Let's say you have been asked to grab all the customers from a database with a customer_class of 'vip' who purchased something in 2020. Traditionally you'd write the following SELECT statement.

SELECT
  c.customer_id as customer_id
  , c.email as customer_email
  , sum(sh.total) as customer_spend
FROM customers AS c
JOIN sales_headers AS sh ON sh.customer_id = c.customer_id
WHERE
  c.customer_class = 'vip'
  AND date(sh.completed_at) between '2020-01-01' and '2020-12-31'
;

This works just fine for this specific request.

Uhm, so why would you want to use CTE's instead of using simple JOIN statements?

The issue comes when you need to add more complexity. This especially occurs when you need to change the grain of data.

Declaring the grain is the pivotal step in a dimensional design. The grain establishes exactly what a single fact table row represents.

Kimball Group

When you've been asked to add an additional column that requires an aggregate sum of all the rows for a calculation, you're being asked to change the grain. The sales_header grain is order level. The new report that you're being asked to make is aggregating all sales by customer and creating a new measure that shows the percentage of "vip" customer spend in comparison to all customer spend. Ultimately, you're being asked to flatten normalized data. This just means you're taking data from different tables and turning it into one table. This is also known as shaping your data.

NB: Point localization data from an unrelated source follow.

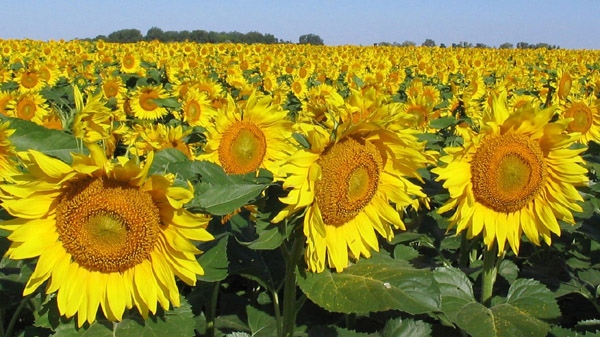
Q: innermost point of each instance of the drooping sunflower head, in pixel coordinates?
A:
(518, 175)
(143, 104)
(106, 234)
(347, 184)
(249, 135)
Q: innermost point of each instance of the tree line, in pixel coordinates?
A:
(464, 44)
(201, 36)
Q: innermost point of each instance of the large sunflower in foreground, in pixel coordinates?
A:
(249, 135)
(346, 186)
(518, 175)
(106, 233)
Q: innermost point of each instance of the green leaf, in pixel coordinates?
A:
(375, 284)
(164, 158)
(301, 139)
(266, 267)
(406, 253)
(335, 331)
(30, 136)
(230, 322)
(456, 290)
(533, 298)
(169, 102)
(259, 235)
(508, 270)
(406, 328)
(558, 331)
(443, 122)
(175, 322)
(214, 259)
(221, 194)
(528, 305)
(261, 323)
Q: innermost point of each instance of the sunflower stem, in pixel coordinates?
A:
(212, 310)
(276, 308)
(490, 270)
(289, 291)
(464, 253)
(16, 315)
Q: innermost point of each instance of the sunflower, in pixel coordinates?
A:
(7, 153)
(249, 135)
(131, 63)
(156, 137)
(345, 185)
(518, 175)
(585, 118)
(29, 106)
(29, 80)
(105, 233)
(196, 108)
(143, 105)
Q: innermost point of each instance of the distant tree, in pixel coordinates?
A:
(125, 35)
(428, 43)
(310, 39)
(200, 36)
(155, 33)
(462, 44)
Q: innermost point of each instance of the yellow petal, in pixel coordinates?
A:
(145, 284)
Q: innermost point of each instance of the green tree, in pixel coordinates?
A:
(125, 35)
(310, 39)
(428, 43)
(155, 33)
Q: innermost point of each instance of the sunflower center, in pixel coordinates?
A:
(107, 225)
(193, 111)
(507, 172)
(242, 148)
(147, 100)
(29, 80)
(349, 179)
(128, 61)
(111, 89)
(106, 229)
(582, 117)
(26, 109)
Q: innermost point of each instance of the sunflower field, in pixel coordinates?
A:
(183, 189)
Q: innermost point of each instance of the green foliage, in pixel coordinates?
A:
(375, 284)
(310, 39)
(30, 136)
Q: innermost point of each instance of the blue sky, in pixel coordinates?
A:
(569, 24)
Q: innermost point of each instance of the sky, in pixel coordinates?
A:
(568, 24)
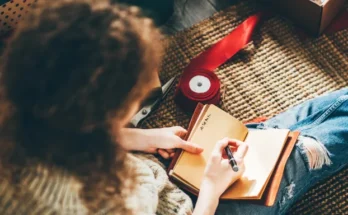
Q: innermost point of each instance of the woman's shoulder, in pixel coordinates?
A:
(40, 189)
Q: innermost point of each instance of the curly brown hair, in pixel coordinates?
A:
(71, 67)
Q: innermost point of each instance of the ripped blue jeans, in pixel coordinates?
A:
(321, 151)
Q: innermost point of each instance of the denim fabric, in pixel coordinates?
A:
(324, 119)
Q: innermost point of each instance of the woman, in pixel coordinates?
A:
(75, 72)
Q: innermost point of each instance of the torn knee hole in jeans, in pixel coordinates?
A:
(316, 153)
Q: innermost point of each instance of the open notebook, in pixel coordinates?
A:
(264, 162)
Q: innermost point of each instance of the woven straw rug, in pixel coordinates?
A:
(274, 72)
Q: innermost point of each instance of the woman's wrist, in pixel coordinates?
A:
(136, 139)
(208, 186)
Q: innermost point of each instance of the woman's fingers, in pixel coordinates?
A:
(163, 153)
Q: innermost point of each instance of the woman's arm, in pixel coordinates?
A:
(218, 176)
(161, 140)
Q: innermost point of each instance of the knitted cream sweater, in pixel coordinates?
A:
(55, 191)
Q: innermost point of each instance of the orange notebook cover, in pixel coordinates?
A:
(262, 182)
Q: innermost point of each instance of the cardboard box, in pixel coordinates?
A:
(310, 16)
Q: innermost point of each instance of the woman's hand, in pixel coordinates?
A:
(161, 140)
(218, 175)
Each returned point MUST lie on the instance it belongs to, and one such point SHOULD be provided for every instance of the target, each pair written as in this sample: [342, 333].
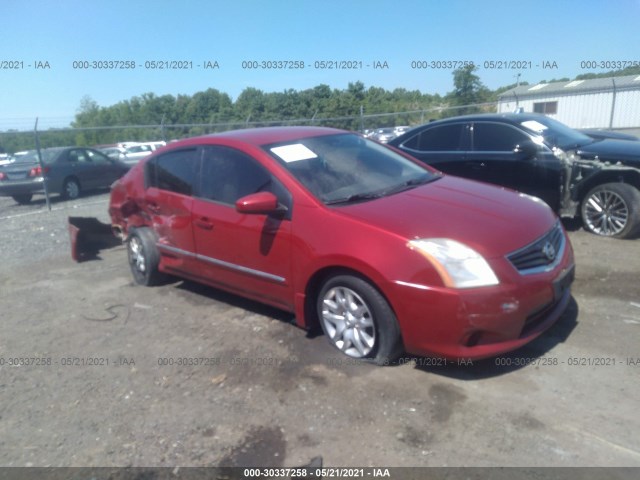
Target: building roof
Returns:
[628, 82]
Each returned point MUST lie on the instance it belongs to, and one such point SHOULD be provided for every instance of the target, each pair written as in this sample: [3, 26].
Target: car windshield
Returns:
[557, 134]
[345, 168]
[48, 156]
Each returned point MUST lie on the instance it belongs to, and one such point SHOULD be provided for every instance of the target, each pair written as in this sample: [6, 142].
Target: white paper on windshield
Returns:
[294, 152]
[534, 125]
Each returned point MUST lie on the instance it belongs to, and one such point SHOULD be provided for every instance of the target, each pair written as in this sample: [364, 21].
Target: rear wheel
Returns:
[612, 210]
[22, 199]
[358, 320]
[71, 189]
[144, 257]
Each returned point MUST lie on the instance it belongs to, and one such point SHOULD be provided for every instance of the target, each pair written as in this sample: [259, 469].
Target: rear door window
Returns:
[174, 171]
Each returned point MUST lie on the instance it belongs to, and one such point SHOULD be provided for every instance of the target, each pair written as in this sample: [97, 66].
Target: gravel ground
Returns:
[187, 375]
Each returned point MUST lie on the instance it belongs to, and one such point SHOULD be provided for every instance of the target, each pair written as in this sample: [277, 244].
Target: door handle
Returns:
[203, 223]
[476, 165]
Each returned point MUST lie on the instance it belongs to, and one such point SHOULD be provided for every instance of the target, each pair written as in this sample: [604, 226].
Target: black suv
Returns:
[575, 174]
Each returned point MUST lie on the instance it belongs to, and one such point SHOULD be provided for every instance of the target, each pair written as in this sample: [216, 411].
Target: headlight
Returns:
[458, 265]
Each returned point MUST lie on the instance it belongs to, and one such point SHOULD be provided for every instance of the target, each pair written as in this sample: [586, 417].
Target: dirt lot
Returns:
[121, 375]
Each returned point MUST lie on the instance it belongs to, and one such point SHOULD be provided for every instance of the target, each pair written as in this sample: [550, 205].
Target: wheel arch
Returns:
[317, 280]
[629, 176]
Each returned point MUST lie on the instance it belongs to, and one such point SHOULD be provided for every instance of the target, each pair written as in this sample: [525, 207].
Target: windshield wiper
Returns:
[413, 182]
[356, 197]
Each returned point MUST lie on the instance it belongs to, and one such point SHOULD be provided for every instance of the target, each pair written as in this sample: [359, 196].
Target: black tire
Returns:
[144, 257]
[71, 188]
[23, 198]
[373, 333]
[612, 210]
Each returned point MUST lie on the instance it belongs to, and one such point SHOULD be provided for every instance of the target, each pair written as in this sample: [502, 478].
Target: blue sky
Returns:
[230, 32]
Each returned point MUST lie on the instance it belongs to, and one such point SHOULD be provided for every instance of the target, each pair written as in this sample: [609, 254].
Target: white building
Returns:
[610, 103]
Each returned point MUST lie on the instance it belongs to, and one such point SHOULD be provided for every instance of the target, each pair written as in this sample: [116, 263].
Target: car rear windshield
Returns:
[557, 134]
[48, 156]
[343, 167]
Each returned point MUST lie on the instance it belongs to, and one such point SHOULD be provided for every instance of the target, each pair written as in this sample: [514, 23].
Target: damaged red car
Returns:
[385, 254]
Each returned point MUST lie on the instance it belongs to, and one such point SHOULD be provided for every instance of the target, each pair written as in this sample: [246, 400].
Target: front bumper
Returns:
[21, 187]
[482, 322]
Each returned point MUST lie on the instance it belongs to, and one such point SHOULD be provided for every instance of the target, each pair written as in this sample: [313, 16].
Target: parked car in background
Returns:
[600, 134]
[68, 172]
[597, 180]
[383, 135]
[5, 159]
[400, 130]
[135, 153]
[117, 153]
[379, 250]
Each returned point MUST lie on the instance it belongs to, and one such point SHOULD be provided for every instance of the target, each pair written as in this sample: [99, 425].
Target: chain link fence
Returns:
[97, 136]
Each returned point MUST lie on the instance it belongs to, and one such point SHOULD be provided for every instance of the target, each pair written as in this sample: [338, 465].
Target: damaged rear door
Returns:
[168, 201]
[246, 253]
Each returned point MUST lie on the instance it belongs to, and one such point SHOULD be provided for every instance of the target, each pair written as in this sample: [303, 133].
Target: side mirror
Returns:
[261, 202]
[526, 150]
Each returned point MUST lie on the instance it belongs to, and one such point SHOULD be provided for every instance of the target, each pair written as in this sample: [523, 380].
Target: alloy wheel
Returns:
[606, 213]
[348, 322]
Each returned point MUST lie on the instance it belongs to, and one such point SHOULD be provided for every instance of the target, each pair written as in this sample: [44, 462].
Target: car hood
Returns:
[492, 220]
[18, 167]
[625, 151]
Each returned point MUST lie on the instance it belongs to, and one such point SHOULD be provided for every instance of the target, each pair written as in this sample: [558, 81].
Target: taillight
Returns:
[37, 171]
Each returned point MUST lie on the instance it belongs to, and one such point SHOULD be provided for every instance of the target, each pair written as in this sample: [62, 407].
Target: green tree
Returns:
[468, 90]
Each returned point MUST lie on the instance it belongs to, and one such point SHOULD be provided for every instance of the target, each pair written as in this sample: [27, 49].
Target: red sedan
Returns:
[384, 253]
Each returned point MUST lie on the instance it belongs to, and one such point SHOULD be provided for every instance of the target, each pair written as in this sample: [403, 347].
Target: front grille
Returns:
[542, 255]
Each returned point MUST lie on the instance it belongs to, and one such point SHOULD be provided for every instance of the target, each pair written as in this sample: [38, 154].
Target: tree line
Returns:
[153, 117]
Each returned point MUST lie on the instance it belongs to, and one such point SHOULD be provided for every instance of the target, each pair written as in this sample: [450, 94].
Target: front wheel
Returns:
[612, 210]
[23, 198]
[358, 320]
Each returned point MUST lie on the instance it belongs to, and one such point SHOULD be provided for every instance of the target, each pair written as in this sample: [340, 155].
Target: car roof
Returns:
[266, 135]
[501, 117]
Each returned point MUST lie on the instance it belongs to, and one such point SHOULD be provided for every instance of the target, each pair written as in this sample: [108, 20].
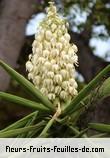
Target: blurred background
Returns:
[89, 27]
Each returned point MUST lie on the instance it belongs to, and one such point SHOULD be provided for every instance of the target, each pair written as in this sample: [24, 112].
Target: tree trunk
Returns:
[13, 19]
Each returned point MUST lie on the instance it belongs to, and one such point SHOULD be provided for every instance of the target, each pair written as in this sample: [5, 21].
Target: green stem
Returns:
[76, 132]
[47, 127]
[84, 92]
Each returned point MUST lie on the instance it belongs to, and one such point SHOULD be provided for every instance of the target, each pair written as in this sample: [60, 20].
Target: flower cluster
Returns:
[51, 65]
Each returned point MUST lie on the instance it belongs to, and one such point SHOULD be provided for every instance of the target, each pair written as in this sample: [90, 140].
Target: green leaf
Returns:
[15, 132]
[69, 108]
[23, 102]
[27, 85]
[100, 127]
[19, 123]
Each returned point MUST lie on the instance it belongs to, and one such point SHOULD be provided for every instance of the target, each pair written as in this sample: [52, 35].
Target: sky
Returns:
[101, 46]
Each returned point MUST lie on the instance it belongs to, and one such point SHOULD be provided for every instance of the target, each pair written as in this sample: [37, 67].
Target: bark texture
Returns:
[13, 18]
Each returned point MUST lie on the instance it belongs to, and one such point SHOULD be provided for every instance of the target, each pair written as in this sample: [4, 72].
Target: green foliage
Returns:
[45, 123]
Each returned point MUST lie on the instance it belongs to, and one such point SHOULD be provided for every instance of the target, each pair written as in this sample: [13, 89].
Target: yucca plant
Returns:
[51, 69]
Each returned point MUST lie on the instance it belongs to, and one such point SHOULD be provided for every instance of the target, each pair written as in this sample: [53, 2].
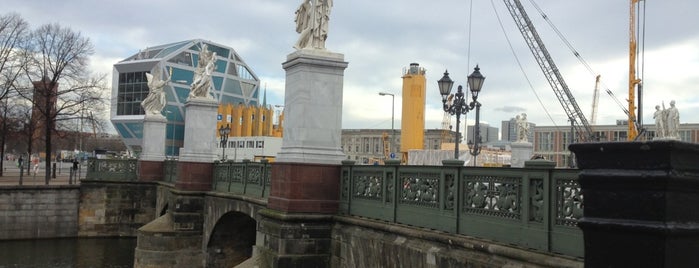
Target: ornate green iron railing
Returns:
[111, 169]
[245, 178]
[537, 208]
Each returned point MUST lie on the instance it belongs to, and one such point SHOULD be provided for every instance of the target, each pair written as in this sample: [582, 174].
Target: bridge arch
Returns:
[229, 229]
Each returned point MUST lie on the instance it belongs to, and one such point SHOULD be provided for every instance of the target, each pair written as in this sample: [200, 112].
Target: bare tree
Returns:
[13, 35]
[61, 85]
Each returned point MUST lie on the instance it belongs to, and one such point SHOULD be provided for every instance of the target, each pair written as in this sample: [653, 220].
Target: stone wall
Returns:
[366, 243]
[115, 209]
[29, 212]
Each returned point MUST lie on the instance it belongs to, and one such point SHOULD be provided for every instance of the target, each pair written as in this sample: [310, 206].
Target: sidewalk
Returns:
[10, 175]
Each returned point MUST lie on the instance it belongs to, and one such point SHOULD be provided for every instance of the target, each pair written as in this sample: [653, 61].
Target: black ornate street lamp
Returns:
[459, 106]
[223, 132]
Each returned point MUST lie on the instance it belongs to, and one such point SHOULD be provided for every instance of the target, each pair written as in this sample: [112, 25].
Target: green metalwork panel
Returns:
[566, 210]
[427, 193]
[528, 207]
[111, 169]
[243, 178]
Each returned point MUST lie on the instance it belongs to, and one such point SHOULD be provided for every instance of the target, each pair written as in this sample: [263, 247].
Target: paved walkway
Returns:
[10, 175]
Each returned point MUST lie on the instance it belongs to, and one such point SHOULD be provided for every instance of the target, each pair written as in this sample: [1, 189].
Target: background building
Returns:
[488, 134]
[366, 146]
[552, 142]
[233, 82]
[509, 130]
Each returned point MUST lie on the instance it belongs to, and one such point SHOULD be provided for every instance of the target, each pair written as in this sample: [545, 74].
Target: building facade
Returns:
[509, 130]
[552, 142]
[367, 146]
[233, 82]
[488, 134]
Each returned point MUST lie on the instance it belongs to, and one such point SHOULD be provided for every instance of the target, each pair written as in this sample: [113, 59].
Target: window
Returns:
[686, 135]
[545, 142]
[619, 136]
[132, 89]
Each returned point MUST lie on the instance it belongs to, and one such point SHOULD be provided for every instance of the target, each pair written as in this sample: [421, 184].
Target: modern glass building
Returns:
[233, 82]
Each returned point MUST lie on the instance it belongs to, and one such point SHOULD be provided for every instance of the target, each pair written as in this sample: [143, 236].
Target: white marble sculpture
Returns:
[202, 74]
[155, 101]
[522, 128]
[312, 18]
[667, 122]
[672, 121]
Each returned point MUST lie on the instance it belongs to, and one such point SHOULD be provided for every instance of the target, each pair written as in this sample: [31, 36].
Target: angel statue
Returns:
[312, 18]
[155, 101]
[202, 74]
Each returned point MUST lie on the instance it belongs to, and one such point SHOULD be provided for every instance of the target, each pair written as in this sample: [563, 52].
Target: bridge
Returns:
[419, 216]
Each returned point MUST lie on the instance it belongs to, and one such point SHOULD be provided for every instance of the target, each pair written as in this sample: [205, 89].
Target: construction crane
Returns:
[446, 122]
[634, 81]
[595, 102]
[543, 58]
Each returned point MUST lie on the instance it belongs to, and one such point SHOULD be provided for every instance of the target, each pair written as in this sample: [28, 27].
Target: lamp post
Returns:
[459, 106]
[393, 105]
[223, 132]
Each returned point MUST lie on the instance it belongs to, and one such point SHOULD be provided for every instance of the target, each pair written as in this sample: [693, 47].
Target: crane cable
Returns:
[519, 63]
[581, 59]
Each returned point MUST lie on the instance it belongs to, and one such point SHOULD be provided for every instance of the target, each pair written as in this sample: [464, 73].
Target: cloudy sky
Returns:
[380, 38]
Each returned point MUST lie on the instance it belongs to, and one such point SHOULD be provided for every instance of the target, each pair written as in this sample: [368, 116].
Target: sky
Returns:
[381, 38]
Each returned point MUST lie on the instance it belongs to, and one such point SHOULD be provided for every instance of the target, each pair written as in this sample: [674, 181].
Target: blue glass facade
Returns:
[233, 82]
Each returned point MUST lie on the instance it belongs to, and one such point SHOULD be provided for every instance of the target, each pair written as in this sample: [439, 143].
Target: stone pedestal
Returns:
[293, 240]
[304, 188]
[521, 152]
[153, 143]
[639, 199]
[313, 107]
[195, 165]
[150, 162]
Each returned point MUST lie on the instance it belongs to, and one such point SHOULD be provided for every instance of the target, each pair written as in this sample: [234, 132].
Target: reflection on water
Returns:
[69, 252]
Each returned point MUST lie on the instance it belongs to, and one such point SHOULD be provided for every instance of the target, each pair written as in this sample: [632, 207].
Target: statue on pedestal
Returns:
[155, 101]
[667, 122]
[312, 18]
[522, 128]
[202, 74]
[672, 121]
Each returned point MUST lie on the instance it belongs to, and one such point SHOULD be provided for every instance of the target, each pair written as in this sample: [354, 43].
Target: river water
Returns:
[69, 253]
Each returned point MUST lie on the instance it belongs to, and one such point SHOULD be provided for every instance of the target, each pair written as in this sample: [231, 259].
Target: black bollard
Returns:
[638, 203]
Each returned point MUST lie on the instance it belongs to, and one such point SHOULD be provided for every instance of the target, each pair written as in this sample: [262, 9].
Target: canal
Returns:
[68, 252]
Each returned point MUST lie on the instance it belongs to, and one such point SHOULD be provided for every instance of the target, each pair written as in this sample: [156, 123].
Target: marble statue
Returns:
[667, 122]
[522, 128]
[202, 74]
[672, 121]
[155, 101]
[312, 18]
[659, 117]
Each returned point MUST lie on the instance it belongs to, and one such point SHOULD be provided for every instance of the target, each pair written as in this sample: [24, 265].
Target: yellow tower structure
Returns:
[249, 120]
[413, 114]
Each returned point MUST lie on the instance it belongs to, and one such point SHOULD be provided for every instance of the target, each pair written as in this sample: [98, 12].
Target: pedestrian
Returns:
[35, 162]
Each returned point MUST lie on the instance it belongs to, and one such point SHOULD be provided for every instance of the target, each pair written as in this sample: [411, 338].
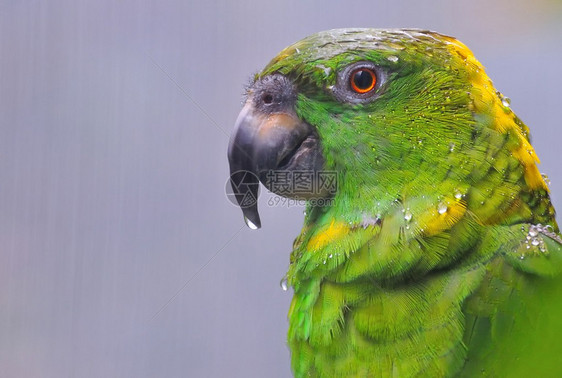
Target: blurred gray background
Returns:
[119, 254]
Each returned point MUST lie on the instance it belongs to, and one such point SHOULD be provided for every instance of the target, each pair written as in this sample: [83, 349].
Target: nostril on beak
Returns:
[267, 98]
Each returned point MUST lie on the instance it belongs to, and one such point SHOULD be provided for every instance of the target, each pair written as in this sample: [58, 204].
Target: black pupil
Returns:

Now we know we need three things:

One row per customer (only VIP customers)
Sum of total sales per customer (only VIP customers)
Total sales of all customers, which we'll then use to calculate the percentage of sales each VIP customer is contributing individually.

Creating the query

-- GRAB ALL OF THE SALES DATA FOR 2020
WITH 
sales_header_data as (
  SELECT
    sh.customer_id as customer_id
    , sh.total as order_total
    , sh.completed_at as order_date
  FROM sales_header sh
  WHERE
    date(sh.completed_at) between '2020-01-01' and '2020-12-31'
)
, sales_aggregate as (
  SELECT
    sum(order_total) as all_orders_total
  -- use the table we just created to ensure the right filter/dates are applied
  FROM sales_header_data
)
-- GET ALL OF THE CUSTOMER DATA WITH THE FILTER OF "customer_class = 'VIP'"
, customer_data as (
  SELECT
    c.email as customer_email
    , c.customer_id as customer_id
  FROM customers c
  WHERE
  c.customer_class = 'vip'
)

-- NOW THAT YOU HAVE THE DATA YOU WANT, USE THE SET OF DATA IN THE 'FROM'
-- AND YOU'LL BE WORKING ONLY WITH THE DATA IN THAT DATA TABLE/SET 
SELECT
  customer_data.customer_id as customer_id
  , customer_data.customer_email as customer_email
  , sum(sales_header_data.total) as customer_spend
  , (sum(sales_header_data.total) / sales_aggregate.all_orders_total) as perc_total_customer_spend
FROM sales_header_data
JOIN customer_data ON customer_data.customer_id = sales_header_data.customer_id
GROUP BY
  customer_data.customer_id
  , customer_data.customer_email
ORDER BY
sum(sales_header_data.total) DESC
;

Conclusion

Think of a common table expression as part of your extraction along with any simple transforms that are needed, such as casting or applying calculations. It's also a way to ensure you simplify the data set that you're extracting. You only need to filter your data once and then you can refer to that data set for aggregates and JOINS later. This is done by using CTE's to establish the base data sets which you can extrapolate from later. Then use your main query to help finish off the shape of your data.

I hope this was helpful. It's helped improved my thinking around how I write SQL statements for extraction and transformation.